Research & Papers

MEDiC: Multi-objective Exploration of Distillation from CLIP

New vision training method achieves 73.9% kNN accuracy on ImageNet by combining three complementary objectives.

Deep Dive

Researchers from the University of Tennessee have introduced MEDiC (Multi-objective Exploration of Distillation from CLIP), a novel framework that addresses limitations in current masked image modeling (MIM) approaches. Traditional MIM methods typically operate in either raw pixel space (reconstructing masked patches) or latent feature space (aligning with a pre-trained teacher like CLIP). MEDiC innovatively combines both spaces through three complementary objectives: patch-level token distillation from a frozen CLIP encoder, global CLS alignment, and pixel reconstruction via a lightweight decoder. This multi-objective approach provides more comprehensive training signals than single-objective methods.

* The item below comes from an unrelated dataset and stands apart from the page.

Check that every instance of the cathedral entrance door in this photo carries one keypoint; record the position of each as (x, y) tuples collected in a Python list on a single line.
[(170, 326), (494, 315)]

The researchers conducted a systematic investigation of the design space, revealing several key insights. First, all three objectives provide complementary information, with the full combination achieving 73.9% kNN accuracy on ImageNet-1K. Second, they introduced hierarchical clustering with relative position bias for evolved masking but found that despite producing more semantically coherent masks, evolved masking didn't outperform simple block masking in teacher-guided distillation settings. Third, and perhaps most surprisingly, they discovered that optimal scalar loss weights are extremely fragile—small perturbations can cause accuracy drops of up to 17 percentage points. The framework achieves 73.9% kNN and 85.1% fine-tuning accuracy with ViT-Base at 300 epochs, demonstrating the effectiveness of their multi-objective approach.

Key Points
  • Combines three objectives: CLIP token distillation, global alignment, and pixel reconstruction for comprehensive training
  • Achieves 73.9% kNN accuracy on ImageNet-1K with ViT-Base at 300 epochs
  • Reveals loss weight fragility with small perturbations causing up to 17 percentage point accuracy drops

Why It Matters

Provides a more robust framework for training vision models that could improve downstream computer vision applications.